Впрочем, эти машины, обремененные душой, чудовищно вежливы; видно, что их с пеленок приучали к соблюдению приличий, как приучают других к владению оружием, но кому нужна обходительность по приказу? Сколько бы ни старались деспоты, всякий поступок человека осмыслен, только если освящен его свободной волей; верность хозяину чего-нибудь стоит, лишь если слуга выбрал его по своей охоте; а поскольку в России низшие чины не вправе выбирать что бы то ни было, все, что они делают и говорят, ничего не значит и ничего не стоит. При виде всевозможных шпионов, рассматривавших и расспрашивавших нас, я начал зевать и едва не начал стенать — стенать не о себе, но о русском народе; обилие предосторожностей, которые здесь почитают необходимыми, но без которых прекрасно обходятся во всех других странах, показывало мне, что я стою перед входом в империю страха, а страх заразителен, как и грусть: итак, я боялся и грустил… из вежливости… чтобы не слишком отличаться от других.

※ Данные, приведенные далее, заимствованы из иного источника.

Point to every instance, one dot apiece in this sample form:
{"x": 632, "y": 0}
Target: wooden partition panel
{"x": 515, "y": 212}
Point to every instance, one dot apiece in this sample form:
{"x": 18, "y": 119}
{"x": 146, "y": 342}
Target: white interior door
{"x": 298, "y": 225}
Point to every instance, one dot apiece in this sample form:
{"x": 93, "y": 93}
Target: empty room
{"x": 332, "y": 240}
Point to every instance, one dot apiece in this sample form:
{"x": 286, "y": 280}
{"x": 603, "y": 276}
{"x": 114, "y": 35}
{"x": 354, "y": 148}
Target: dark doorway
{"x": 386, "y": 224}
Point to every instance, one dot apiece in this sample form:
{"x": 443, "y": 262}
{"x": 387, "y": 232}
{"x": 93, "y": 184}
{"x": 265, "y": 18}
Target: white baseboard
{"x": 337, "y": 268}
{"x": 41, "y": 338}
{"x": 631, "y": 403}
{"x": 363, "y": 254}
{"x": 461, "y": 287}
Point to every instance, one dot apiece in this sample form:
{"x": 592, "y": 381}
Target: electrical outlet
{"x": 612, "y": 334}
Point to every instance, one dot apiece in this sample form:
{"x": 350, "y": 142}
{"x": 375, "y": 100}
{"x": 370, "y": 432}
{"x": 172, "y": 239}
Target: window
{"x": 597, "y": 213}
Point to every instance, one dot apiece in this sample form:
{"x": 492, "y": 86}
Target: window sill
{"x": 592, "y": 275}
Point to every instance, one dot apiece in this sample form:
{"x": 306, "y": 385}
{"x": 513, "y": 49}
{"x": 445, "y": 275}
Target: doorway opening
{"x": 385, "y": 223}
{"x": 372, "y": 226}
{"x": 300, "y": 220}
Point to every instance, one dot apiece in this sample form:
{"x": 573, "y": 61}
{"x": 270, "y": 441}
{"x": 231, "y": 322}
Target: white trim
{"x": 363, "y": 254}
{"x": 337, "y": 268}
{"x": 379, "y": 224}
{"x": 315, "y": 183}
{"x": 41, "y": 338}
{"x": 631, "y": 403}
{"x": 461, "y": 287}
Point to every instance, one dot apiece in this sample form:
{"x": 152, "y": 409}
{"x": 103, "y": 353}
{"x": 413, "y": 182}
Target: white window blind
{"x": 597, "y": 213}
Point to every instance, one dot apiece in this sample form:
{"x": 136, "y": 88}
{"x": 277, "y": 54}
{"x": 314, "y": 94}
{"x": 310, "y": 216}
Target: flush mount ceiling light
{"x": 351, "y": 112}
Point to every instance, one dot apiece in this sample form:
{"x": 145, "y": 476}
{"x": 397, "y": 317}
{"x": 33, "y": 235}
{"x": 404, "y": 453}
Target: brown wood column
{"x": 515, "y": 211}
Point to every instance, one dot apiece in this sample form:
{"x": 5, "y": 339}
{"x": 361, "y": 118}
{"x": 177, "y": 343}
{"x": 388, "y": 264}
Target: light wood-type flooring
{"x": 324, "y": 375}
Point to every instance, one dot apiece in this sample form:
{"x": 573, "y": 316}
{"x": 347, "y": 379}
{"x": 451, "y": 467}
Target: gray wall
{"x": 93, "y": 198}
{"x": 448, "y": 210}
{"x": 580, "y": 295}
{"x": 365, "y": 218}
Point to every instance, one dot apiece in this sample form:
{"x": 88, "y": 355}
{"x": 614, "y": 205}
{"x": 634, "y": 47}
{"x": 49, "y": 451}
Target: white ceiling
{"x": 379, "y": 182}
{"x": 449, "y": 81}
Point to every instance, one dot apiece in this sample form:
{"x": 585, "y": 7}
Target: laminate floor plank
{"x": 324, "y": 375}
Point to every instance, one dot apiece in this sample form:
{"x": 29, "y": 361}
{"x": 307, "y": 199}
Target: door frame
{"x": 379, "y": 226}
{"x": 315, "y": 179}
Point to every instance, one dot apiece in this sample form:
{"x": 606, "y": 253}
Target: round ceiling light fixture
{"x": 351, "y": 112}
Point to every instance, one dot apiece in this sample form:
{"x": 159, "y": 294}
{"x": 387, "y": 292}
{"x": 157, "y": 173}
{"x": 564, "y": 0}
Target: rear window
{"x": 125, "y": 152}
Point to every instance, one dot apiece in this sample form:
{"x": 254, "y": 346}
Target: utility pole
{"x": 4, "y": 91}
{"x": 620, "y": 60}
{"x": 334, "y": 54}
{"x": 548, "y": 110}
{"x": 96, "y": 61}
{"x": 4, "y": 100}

Мне предложили спуститься в кают-компанию, где заседал ареопаг чиновников, в чьи обязанности входит допрос пассажиров. Все члены этого трибунала, внушающего скорее ужас, нежели уважение, сидели за большим столом; некоторые с мрачным вниманием листали судовой журнал и были так поглощены этим занятием, что не оставалось сомнений: на них возложена некая секретная миссия; ведь официально объявленный род их занятий никак не располагал к подобной серьезности. Одни с пером в руке выслушивали ответы путешественников, или, точнее сказать, обвиняемых, ибо на русской границе со всяким чужестранцем обходятся как с обвиняемым; другие громко повторяли наши слова, которым мы придавали очень мало значения, писцам; переводимые с языка на язык, ответы наши звучали сначала по-французски, затем по-немецки и, наконец, по-русски, после чего последний и самый ничтожный из писцов заносил в книгу свой приговор — окончательный и, быть может, совсем незаконный. Чиновники переписывали наши имена из паспортов; они самым дотошным образом исследовали каждую дату и каждую визу, сохраняя при этом неизменную вежливость, призванную, как мне показалось, утешить подсудимых, с трудом сносящих эту нравственную пытку.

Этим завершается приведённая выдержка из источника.